"There are these two young fish swimming along and they happen to meet an older fish swimming the other way, who nods at them and says 'Morning boys, how’s the water?'
And the two young fish swim on for a bit, and then eventually one of them looks over at the other and goes, 'What the hell is water?'"
- David Foster Wallace, “This Is Water: Some Thoughts, Delivered on a Significant Occasion, about Living a Compassionate Life”
Entering the words Food Systems Transformation in a search engine yields close to five million results. By limiting the search to the specific term “Food Systems Transformation” this is narrowed to slightly over 300,000 results. Of roughly 1,100 scientific articles under this topic, the vast majority (987) have been published since 2018. The term Food Systems Transformation is therefore not only increasingly dominant in international debates around food security, but appears to be the most important link between agriculture and sustainability. It is used as a buzz word on many occasions. And for good reasons.
Food systems provide the foundation for global food security, nutrition, and livelihoods of almost eight billion people. At the same time, food systems are driving several intersecting social, ecological and health crises of global concern, and jeopardising progress towards the Sustainable Development Goals. The persistent and growing issues of hunger, food-borne diseases, poverty, environmental degradation, and climate change call for a transformation of food systems. However, despite increasing international attention and calls for food systems transformation, it remains unclear what transformation means in the different contexts, how it can be achieved and how seeming trade-offs between policies or various sustainability goals can be overcome.

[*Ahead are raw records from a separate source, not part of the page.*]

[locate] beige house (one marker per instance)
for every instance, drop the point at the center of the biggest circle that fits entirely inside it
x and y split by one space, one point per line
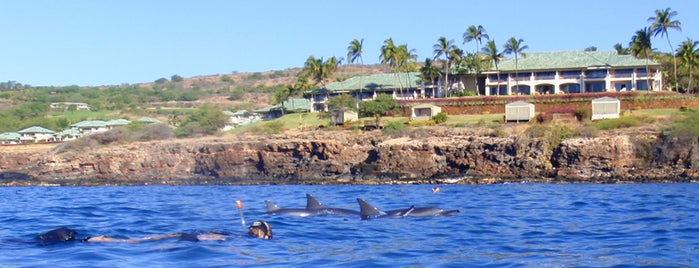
572 72
36 134
519 111
341 116
401 86
424 111
605 107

TMG aims to address these knowledge gaps by undertaking new research activities. Coordinated by WWF as part of the Assessment and Communication of Climate Impacts of Food project, this body of work aims to promote sustainable consumption patterns and to empower companies, politicians, and consumers to make more sustainable decisions when it comes to food.
The TMG project contributes to the research component of CLIF, which seeks to develop a systematic understanding of the transformation of food systems. This includes the state of the debate, key actors and drivers, and strategies for concrete political and structural pathways to transformation. TMG, in collaboration with an extended group of experts, will convene a series of workshops and related strategic reports, as well as accompanying future high-level consultations on food systems transformation. Ultimately, it is expected that decision makers from the political, civil society and business spheres will use the expert group’s analysis to shape blueprints for concrete food system transformation pathways.